Pesticide and fertilizer companies also use efficiency arguments, touting drones, precision spraying, and chemical inputs as environmentally friendly solutions—however, these agrochemicals are primary drivers of ecological collapse and pollution, particularly in relation to extensive monocrop production central to industrial animal agriculture.
While incremental efficiency improvements have value, they cannot substitute absolute reductions in methane, fertilizer usage, and land conversion. Efficiency may favor business interests, but it offers little for the planet.
Fossil Fuels Are the Real Problem
Frequently associated with: “Agriculture is a solution,” “Agriculture is unfairly villainized,” “We are making significant strides in reducing our emissions”
When confronted with agriculture’s impact on climate, farm lobbies have a historical precedent of deflecting to other sectors as scapegoats.

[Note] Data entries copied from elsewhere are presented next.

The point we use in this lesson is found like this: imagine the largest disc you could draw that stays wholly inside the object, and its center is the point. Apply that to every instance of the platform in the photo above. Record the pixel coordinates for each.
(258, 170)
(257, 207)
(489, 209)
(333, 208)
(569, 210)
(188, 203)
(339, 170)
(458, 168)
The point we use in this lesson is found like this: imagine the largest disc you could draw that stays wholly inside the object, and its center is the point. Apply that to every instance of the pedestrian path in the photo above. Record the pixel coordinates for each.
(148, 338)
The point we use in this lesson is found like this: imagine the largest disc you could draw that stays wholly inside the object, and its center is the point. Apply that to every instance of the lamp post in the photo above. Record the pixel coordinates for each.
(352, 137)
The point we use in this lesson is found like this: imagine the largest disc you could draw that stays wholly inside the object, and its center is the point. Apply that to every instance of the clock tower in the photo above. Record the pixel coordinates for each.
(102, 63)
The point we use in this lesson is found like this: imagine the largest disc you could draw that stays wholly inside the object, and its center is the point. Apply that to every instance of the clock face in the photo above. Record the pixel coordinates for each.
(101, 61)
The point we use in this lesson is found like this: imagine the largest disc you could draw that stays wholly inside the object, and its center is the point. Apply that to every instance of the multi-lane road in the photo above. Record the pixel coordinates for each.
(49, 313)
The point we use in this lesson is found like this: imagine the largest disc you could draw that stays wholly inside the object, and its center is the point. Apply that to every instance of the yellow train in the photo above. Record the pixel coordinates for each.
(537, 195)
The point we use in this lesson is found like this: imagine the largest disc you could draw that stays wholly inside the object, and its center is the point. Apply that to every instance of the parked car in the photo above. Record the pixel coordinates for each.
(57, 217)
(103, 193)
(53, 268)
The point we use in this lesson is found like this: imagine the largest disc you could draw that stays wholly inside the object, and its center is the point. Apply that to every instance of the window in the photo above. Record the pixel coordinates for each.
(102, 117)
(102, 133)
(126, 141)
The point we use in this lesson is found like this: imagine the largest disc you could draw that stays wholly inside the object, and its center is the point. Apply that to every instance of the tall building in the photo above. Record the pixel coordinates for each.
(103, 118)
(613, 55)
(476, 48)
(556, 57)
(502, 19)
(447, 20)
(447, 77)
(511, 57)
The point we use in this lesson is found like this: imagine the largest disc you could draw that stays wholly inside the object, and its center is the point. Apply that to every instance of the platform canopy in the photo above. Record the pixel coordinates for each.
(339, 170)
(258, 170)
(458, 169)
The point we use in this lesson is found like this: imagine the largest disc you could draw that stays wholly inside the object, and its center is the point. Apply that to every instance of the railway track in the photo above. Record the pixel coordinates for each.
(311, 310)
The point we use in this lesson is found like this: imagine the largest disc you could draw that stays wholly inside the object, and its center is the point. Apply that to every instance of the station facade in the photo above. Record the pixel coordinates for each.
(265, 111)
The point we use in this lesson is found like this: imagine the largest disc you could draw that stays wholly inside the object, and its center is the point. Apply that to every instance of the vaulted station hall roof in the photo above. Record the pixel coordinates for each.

Ahead of the climate summit, Latin American trade organizations are attempting to shift blame onto the fossil fuel industry. One major group has criticized the recent focus on agriculture over more obvious sources of emissions.

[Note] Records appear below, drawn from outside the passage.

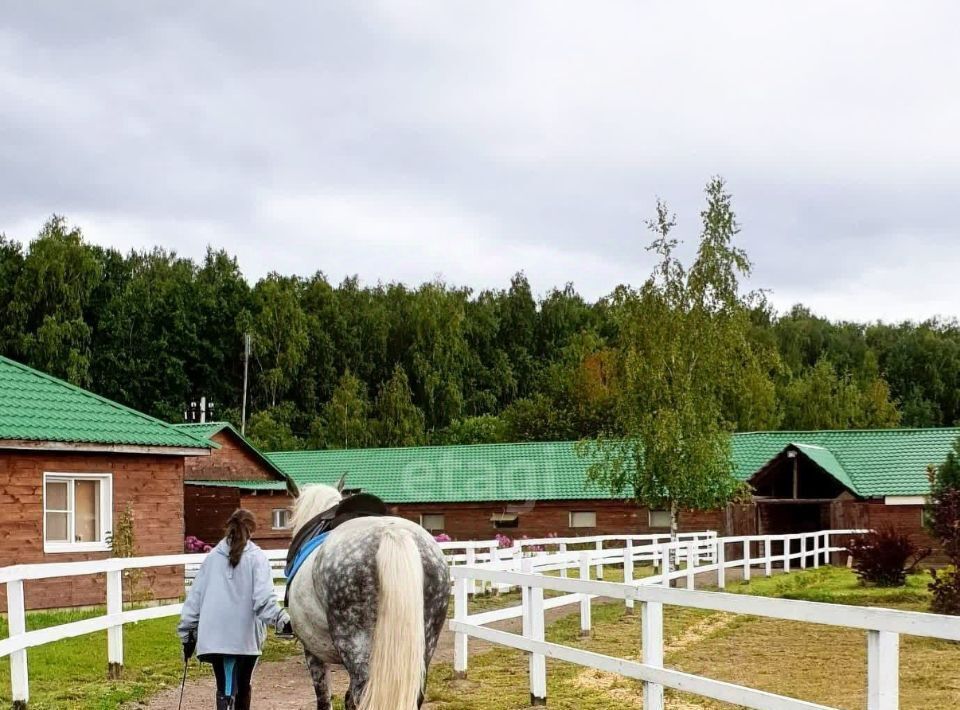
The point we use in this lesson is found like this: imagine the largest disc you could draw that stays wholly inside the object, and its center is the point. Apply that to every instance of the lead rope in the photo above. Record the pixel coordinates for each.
(183, 684)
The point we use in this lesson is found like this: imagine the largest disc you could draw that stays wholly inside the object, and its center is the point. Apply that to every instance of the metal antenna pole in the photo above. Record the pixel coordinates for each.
(246, 368)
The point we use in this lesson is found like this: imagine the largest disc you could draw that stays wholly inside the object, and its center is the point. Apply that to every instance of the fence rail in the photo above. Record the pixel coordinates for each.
(476, 565)
(883, 626)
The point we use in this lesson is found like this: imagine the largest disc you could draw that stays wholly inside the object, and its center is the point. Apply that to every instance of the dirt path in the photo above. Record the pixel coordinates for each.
(285, 685)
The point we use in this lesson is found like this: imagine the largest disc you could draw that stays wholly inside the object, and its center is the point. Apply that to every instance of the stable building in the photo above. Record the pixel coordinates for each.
(802, 481)
(72, 464)
(235, 475)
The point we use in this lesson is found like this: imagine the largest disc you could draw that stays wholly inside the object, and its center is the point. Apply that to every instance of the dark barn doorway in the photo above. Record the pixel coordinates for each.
(794, 493)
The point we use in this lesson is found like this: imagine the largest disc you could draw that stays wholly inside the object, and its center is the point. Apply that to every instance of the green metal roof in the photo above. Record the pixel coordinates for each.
(877, 462)
(244, 485)
(37, 407)
(207, 430)
(825, 459)
(871, 463)
(481, 472)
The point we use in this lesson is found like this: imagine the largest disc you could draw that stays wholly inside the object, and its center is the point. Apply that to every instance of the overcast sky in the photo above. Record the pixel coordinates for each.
(469, 140)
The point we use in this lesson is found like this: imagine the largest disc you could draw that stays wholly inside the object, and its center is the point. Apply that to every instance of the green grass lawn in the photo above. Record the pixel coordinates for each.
(818, 663)
(814, 662)
(72, 673)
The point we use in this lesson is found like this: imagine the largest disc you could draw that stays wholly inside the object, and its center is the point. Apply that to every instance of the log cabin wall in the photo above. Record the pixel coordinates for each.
(151, 484)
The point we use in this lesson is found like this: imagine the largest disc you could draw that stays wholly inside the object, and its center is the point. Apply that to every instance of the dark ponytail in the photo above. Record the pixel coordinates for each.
(239, 529)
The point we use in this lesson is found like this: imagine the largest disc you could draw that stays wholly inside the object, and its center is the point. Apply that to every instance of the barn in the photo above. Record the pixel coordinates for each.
(235, 475)
(801, 480)
(72, 464)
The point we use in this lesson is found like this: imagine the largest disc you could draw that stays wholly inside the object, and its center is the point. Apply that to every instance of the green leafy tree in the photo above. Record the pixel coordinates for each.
(345, 421)
(482, 429)
(820, 398)
(684, 345)
(47, 310)
(399, 422)
(270, 429)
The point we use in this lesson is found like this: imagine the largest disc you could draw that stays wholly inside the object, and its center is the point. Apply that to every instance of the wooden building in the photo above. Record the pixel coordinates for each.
(71, 464)
(234, 475)
(802, 481)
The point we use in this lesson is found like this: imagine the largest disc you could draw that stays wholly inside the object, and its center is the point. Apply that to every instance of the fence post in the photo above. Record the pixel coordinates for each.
(883, 670)
(472, 561)
(720, 554)
(584, 597)
(115, 632)
(533, 628)
(652, 651)
(460, 639)
(665, 565)
(492, 586)
(17, 619)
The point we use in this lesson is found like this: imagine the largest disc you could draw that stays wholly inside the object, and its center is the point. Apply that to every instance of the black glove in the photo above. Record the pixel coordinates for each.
(283, 627)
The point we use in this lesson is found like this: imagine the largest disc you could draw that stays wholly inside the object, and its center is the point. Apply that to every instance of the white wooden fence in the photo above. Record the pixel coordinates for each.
(482, 561)
(883, 626)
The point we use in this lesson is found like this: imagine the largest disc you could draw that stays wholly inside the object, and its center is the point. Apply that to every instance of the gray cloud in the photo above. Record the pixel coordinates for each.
(405, 140)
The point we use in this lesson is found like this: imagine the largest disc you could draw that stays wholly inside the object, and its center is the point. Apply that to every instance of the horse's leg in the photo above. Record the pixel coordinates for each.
(320, 674)
(358, 681)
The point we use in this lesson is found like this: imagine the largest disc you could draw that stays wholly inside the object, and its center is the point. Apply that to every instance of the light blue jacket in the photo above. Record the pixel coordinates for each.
(228, 608)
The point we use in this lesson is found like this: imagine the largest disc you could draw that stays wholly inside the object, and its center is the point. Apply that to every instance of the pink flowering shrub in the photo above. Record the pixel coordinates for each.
(192, 543)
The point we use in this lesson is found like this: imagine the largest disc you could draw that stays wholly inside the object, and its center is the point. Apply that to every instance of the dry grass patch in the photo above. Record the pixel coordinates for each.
(817, 663)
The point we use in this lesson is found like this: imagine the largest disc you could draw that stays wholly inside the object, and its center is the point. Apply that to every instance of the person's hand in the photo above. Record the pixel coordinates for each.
(283, 626)
(189, 646)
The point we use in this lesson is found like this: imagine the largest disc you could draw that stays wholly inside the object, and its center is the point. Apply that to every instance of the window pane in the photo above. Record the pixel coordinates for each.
(57, 525)
(583, 519)
(87, 507)
(432, 522)
(56, 495)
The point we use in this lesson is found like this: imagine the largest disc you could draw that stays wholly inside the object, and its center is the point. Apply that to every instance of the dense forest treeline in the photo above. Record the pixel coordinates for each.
(339, 365)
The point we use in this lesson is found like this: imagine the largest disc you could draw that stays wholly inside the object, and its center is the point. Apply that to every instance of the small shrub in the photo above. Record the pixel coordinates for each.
(123, 543)
(884, 557)
(945, 588)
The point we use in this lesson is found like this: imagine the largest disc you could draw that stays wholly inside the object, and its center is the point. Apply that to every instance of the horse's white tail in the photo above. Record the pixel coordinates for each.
(397, 664)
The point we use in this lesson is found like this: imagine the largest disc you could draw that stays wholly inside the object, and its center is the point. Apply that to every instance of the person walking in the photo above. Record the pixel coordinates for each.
(227, 610)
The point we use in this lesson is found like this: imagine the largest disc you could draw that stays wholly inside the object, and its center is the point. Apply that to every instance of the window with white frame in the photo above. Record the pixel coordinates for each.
(583, 519)
(77, 512)
(280, 518)
(433, 522)
(659, 519)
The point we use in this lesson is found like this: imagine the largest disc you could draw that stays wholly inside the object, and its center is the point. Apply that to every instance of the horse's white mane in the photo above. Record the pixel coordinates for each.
(312, 501)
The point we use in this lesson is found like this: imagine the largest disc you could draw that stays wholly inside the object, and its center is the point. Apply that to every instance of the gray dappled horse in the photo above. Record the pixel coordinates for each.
(373, 598)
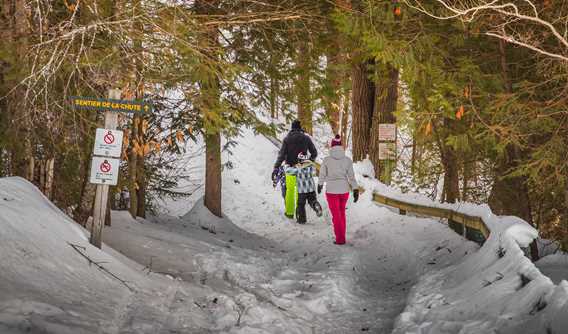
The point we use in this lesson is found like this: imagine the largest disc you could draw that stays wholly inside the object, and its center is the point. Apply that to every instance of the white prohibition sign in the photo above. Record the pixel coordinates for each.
(108, 143)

The Inter-American Institute for Cooperation on Agriculture (IICA)—representing significant producer countries—has stated its intention to “remove agriculture from the dock of the accused” during the summit. Deputy Director General Lloyd Day has argued, without discrediting agriculture’s impacts, that the sector has been wrongly labeled a “villain” in climate discussions.
This strategy mirrors techniques employed by other industries, including fossil fuel and tobacco, which have historically sought to downplay their own emissions compared to those in agriculture. The agriculture sector accounts for at least 15 percent of all global fossil fuel consumption for fertilizers, transportation, plastics, and animal feed.

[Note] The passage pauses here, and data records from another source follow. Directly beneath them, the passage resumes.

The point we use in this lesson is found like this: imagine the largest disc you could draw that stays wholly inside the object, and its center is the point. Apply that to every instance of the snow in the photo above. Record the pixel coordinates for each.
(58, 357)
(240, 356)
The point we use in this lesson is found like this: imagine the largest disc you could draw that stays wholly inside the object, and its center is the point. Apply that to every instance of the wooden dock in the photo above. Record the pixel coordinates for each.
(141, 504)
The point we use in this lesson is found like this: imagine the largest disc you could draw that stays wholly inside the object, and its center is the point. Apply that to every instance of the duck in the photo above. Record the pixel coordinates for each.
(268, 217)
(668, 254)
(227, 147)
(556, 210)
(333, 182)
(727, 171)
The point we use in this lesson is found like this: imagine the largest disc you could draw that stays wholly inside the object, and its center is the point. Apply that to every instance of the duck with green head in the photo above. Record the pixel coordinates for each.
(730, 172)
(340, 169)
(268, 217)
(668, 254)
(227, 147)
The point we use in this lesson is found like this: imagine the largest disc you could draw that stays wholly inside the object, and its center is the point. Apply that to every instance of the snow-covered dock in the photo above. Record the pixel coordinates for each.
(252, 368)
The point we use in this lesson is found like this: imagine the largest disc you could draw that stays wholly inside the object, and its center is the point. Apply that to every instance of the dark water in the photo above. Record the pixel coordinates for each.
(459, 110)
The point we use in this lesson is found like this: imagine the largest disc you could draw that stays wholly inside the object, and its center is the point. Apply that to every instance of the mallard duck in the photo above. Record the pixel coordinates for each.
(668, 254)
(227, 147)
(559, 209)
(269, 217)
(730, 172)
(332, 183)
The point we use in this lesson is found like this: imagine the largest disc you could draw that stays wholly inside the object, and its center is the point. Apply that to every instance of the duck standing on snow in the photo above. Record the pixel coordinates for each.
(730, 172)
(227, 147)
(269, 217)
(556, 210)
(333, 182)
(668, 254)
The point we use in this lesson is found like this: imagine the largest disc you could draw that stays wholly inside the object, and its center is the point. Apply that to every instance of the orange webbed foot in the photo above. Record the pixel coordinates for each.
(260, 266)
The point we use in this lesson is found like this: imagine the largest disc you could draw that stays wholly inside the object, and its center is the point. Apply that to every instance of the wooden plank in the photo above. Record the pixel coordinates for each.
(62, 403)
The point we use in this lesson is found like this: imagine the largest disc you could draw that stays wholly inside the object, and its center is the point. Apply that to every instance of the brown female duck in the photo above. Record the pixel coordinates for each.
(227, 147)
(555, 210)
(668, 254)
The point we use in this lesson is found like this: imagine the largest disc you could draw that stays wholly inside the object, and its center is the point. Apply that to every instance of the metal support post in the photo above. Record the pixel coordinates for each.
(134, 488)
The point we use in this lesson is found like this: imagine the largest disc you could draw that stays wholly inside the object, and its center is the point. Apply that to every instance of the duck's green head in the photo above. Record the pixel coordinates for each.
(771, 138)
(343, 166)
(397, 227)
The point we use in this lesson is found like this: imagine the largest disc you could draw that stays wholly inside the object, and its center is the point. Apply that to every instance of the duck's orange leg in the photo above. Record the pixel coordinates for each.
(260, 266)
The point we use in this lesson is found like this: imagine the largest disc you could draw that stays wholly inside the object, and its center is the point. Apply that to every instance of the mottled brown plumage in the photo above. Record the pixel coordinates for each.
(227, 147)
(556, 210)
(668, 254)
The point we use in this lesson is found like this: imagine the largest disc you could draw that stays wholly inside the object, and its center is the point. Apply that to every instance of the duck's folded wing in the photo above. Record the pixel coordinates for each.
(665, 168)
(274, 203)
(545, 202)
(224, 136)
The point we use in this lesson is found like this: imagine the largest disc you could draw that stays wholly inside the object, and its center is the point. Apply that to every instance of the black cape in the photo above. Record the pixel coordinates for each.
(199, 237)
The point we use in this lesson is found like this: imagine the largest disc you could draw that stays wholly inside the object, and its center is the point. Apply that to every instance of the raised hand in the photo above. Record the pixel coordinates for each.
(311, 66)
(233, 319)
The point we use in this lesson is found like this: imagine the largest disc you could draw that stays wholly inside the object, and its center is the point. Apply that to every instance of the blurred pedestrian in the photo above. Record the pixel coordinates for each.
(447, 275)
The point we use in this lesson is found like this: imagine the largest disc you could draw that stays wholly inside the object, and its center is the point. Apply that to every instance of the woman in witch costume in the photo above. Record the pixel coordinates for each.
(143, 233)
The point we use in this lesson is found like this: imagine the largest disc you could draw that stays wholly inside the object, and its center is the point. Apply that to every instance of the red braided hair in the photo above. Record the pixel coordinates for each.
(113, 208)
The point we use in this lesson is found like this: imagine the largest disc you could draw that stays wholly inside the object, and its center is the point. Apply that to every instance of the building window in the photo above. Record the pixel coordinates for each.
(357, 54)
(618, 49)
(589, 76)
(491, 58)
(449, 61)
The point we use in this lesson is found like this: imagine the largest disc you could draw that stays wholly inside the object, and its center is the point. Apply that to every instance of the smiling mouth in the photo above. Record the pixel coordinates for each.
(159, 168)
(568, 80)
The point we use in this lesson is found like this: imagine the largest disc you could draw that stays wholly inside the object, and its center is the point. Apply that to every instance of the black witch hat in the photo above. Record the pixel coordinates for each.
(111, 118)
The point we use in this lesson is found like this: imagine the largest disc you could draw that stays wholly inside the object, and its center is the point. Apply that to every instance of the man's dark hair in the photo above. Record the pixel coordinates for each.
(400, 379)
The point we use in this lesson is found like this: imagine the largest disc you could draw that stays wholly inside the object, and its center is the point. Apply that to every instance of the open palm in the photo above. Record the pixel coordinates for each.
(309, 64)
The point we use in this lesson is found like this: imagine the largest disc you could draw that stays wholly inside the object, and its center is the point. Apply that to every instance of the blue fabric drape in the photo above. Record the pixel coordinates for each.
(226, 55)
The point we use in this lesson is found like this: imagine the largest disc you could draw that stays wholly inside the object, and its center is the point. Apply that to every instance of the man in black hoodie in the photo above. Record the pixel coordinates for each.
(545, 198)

Although fossil fuels are the leading causes of climate change, food systems’ unchecked emissions risk pushing global temperatures beyond 1.5°C.
The food industry now bears the distinction of being the most significant driver of violations of planetary boundaries, contributing to deforestation, wildlife population decline, and freshwater pollution.
Moreover, agriculture outpaces fossil fuels in levels of methane and nitrous oxide emissions, which combined account for over a third of total global warming effects to date.
By placing fossil fuels as the “real villain,” the agriculture sector diverts focus from its substantial environmental footprint and halts effective reform efforts. Climate experts emphasize that combating global warming necessitates addressing both sectors with significant ambition.
JBS, PepsiCo, McDonald’s, and the New Zealand Government did not respond to requests for comment prior to publication.